The most probable outcome would be a genetic mutation. This is caused by a change in the genetic code. That means something changed in the arrangement of the bases. The most common forms of mutation are the addition, removal or substitution of a base. the effects of mutation could be harmful or they can improve a trait of a person. They can even do nothing at all. Usually only one base is affected, but this one change can cause conditions like a disease called sickle cell disease. This condition results from a mutation that changes the codon for Glutamic amino acid to the codon for valine. This causes the shape of red blood cells to change. These new cells don’t carry oxygen as well as normal cells and are more prone to clotting. Mistakes don’t just occur in the replication process. They happen when mRNA copies a DNA strand or when DNA repairs its self when damaged and it can even happen as a result of external sources.

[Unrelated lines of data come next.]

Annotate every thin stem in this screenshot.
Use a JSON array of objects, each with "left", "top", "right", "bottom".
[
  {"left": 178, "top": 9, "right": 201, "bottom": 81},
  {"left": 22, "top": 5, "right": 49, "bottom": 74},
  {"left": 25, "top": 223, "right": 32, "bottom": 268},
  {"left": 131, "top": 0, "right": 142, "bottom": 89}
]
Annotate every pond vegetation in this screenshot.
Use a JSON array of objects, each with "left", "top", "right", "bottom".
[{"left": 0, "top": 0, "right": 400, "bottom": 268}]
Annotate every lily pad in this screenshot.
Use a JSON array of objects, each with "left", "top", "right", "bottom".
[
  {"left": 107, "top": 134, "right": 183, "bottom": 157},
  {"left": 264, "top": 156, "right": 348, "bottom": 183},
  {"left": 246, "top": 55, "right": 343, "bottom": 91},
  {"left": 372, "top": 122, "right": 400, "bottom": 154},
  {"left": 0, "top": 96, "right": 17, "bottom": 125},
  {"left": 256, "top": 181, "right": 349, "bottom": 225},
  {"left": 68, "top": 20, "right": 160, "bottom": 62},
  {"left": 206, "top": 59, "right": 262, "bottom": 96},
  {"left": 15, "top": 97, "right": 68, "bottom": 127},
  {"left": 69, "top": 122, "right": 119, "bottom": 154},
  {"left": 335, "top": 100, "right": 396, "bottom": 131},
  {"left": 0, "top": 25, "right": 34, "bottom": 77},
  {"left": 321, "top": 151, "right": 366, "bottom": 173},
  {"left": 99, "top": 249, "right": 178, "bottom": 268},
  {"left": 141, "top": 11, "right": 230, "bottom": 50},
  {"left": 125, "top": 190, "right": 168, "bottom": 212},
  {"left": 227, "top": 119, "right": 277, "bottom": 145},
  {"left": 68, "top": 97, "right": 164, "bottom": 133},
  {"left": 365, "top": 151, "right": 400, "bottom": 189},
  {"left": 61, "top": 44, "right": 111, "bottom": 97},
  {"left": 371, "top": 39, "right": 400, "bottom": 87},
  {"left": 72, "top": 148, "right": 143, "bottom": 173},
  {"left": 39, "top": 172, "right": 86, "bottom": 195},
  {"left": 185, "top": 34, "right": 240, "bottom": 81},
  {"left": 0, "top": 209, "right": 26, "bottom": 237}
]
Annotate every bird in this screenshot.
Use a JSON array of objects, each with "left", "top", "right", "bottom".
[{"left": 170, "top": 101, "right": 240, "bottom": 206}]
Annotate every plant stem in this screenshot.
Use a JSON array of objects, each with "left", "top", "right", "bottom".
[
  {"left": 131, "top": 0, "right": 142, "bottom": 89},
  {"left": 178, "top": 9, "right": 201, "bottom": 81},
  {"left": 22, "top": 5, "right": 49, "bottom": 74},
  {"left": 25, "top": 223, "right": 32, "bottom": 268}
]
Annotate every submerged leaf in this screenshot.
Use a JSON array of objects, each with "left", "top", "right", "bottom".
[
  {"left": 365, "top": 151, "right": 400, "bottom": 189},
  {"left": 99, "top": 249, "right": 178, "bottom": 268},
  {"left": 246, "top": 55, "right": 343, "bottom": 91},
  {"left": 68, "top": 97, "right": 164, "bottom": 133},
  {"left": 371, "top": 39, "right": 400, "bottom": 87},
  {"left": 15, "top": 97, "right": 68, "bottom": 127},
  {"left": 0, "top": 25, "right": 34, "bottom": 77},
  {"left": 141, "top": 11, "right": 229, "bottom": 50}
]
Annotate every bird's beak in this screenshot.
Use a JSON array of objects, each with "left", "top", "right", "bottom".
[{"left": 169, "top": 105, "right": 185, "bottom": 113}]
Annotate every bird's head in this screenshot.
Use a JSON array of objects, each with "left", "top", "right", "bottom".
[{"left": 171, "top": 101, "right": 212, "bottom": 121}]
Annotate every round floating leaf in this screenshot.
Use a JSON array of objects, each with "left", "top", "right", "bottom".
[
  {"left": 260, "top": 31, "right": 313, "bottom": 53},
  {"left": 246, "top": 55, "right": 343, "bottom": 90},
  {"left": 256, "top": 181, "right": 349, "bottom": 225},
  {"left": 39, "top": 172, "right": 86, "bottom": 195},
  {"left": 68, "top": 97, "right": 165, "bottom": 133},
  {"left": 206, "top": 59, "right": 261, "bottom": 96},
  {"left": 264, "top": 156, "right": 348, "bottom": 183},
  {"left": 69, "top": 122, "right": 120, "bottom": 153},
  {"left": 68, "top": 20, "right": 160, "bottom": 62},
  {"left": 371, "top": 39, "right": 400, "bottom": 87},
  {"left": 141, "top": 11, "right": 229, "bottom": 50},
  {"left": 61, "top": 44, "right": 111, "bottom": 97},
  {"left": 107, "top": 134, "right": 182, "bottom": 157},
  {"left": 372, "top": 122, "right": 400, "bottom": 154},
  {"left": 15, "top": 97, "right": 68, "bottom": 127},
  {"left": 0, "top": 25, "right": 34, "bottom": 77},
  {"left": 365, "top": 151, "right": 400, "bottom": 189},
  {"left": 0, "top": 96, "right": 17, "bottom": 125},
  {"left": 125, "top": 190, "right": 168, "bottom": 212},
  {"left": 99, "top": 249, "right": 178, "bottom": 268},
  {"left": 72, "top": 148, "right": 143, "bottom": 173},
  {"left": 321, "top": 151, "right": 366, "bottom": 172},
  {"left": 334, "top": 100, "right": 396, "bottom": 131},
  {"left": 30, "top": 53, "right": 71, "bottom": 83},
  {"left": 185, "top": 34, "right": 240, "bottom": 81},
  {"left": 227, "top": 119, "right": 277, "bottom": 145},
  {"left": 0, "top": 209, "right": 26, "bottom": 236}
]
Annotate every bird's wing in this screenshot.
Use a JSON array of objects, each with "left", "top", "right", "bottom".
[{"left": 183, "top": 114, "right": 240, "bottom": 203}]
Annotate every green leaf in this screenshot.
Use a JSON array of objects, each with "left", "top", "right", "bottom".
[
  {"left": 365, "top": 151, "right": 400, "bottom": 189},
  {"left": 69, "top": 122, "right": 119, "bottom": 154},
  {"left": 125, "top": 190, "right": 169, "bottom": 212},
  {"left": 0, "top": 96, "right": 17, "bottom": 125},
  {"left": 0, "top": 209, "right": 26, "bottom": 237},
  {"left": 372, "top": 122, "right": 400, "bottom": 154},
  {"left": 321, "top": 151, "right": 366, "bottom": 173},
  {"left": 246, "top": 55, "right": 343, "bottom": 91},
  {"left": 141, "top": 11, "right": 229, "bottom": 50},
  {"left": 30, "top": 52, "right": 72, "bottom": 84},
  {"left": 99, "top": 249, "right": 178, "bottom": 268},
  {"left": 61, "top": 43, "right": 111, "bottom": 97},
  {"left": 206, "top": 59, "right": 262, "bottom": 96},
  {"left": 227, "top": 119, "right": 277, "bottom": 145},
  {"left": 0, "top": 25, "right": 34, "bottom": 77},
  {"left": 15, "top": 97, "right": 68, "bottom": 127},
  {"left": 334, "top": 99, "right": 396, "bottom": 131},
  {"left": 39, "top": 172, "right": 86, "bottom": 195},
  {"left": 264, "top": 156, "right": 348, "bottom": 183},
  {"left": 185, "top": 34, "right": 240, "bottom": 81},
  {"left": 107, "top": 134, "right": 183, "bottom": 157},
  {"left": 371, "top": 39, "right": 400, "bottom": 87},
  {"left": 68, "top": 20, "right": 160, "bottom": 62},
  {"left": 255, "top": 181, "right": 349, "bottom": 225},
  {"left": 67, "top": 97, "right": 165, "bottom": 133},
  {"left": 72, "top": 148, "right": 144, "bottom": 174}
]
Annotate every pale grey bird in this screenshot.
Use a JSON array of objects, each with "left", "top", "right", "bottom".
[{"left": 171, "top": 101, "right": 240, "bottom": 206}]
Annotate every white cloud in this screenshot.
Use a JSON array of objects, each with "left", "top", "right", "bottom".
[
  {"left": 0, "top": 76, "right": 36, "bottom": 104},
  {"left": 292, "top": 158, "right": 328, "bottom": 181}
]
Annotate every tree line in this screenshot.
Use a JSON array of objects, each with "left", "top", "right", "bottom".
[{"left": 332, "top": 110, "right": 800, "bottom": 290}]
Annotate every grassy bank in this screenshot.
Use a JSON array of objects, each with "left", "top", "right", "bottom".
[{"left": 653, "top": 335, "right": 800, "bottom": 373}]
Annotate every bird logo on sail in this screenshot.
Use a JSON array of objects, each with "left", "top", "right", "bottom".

An external physical or chemical agent that causes mutation is called a mutagen. Examples of mutagens are UV radiation and x-rays.

The study of genetics has come a long way since Mendel’s pea plants. Things like genetic engineering and using DNA to track criminals are some of the possibilities. These kinds of things would’ve been thought impossible in Mendel’s time. Imagine what the research and study of DNA will accomplish in the future.